No. 4 September 2001

From the Director
In order to develop ongoing programs, the Sophia Center has named Fellows who will have planning responsibilities in each of the areas of interest in which projects are organized.

We introduce three of the Fellows in this issue of Conversations and a fourth will be named later in the Fall.

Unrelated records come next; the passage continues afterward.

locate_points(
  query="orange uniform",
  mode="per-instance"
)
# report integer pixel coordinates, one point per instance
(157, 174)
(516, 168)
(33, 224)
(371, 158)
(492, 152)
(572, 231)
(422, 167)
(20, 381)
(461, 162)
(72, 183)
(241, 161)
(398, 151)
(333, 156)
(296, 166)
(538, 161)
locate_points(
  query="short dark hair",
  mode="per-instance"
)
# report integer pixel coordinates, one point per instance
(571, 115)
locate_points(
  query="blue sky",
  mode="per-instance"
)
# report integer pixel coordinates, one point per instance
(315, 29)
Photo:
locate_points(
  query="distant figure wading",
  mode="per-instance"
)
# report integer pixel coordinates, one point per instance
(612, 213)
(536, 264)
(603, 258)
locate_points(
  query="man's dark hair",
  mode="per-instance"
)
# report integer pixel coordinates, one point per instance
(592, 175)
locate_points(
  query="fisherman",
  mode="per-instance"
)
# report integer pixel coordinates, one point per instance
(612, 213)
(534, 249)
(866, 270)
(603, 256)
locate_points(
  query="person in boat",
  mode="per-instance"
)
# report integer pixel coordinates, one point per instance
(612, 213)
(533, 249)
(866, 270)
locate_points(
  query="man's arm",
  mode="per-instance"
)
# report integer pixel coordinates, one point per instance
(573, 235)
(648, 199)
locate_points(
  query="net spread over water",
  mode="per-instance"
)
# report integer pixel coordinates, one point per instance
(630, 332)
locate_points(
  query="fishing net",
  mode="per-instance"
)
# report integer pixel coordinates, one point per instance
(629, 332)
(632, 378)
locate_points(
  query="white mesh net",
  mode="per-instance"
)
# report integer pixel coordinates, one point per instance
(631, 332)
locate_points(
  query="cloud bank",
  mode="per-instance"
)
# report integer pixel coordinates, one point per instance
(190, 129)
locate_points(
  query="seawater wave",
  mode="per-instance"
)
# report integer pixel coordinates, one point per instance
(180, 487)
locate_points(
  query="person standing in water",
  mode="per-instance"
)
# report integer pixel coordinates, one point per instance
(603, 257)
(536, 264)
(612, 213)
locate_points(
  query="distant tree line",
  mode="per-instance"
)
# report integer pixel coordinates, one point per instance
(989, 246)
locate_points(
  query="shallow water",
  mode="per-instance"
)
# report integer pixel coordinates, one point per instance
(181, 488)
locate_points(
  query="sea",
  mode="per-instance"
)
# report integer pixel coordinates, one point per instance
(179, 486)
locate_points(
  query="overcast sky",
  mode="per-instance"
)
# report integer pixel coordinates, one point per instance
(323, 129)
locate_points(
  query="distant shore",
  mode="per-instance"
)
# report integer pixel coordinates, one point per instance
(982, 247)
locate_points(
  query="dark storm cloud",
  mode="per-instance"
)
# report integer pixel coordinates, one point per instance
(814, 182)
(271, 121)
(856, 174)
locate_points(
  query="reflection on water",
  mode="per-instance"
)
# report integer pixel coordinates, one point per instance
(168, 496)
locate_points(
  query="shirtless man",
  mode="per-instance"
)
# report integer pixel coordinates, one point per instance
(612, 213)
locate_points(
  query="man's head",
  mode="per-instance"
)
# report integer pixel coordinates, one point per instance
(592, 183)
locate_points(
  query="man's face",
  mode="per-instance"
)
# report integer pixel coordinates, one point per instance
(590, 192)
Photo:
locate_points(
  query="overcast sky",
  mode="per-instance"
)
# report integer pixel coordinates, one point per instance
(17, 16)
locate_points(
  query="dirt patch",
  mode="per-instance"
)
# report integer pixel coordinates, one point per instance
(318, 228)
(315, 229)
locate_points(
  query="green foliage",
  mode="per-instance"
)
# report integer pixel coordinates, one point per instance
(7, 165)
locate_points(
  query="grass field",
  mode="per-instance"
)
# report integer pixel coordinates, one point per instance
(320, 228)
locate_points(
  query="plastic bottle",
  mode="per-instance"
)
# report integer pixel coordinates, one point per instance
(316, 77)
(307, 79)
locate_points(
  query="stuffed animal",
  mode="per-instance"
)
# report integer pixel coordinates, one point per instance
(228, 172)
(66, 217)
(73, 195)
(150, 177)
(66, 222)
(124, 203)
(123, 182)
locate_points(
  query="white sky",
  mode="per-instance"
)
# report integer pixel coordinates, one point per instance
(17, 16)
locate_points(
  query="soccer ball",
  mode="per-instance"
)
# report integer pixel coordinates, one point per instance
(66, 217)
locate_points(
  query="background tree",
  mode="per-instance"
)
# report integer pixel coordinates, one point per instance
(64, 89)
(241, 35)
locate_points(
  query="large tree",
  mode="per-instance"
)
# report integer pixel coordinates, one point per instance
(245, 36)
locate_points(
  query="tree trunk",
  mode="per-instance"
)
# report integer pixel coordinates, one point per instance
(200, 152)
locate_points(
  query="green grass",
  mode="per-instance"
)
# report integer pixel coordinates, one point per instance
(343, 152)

If you wish to contact one of the Fellows, you can do so through the Center website: www.sophiacenter.net.

Fellow for Projects in Creative Writing, Visual Arts and Film:

Ralph Nazareth, Ph.D.
Nassau Community College

Fellow for Projects in Science and Religion:

Eric Drier, Ph.D.
Cold Spring Harbor Laboratory

Fellow for Projects in Spiritual Traditions:

Mary Fritz, C.S.J.
Bethany House of Prayer
Bay Shore, New York

Biographies of Fellows ....

Contact information:

email: SophiaRVC@aol.com
mail: Sophia Center
PO Box 525
Huntington, NY 11743
phone: 631-425-6114
The Sophia Center invites you to a reading by Alicia Suskin Ostriker on Sunday, October 21, 1 pm at the Huntington Jewish Center, 510 Park Avenue, Huntington, New York.

Alicia Suskin Ostriker, a major American poet and critic, is the author of nine volumes of poetry, including The Imagery Lover, which won the 1986 William Carlos Williams Award from the Poetry Society of America, and The Crack in Everything (1996), which was a National Book Award finalist and won both the Paterson Poetry Prize and the San Francisco State Poetry Center Award. Her most recent book, The Little Space: Poems Selected and New, 1968-1998, was also a National Book Award finalist and a finalist for the Lenore Marshall Award of the Academy of American Poets.

Ostriker’s critical works include Stealing the Language: the Emergence of Women’s Poetry in America (1986), Feminist Revision and the Bible (1992), and The Nakedness of the Fathers: Biblical Visions and Revisions (1994). Ostriker has received awards from the National Endowment for the Arts, the New Jersey Arts Council, the Rockefeller Foundation, and the Guggenheim Foundation; and has performed her poetry at many universities and festivals in this country and abroad – in England, Italy, Japan and Israel. She lives in Princeton, NJ and teaches English and Creative Writing at Rutgers University.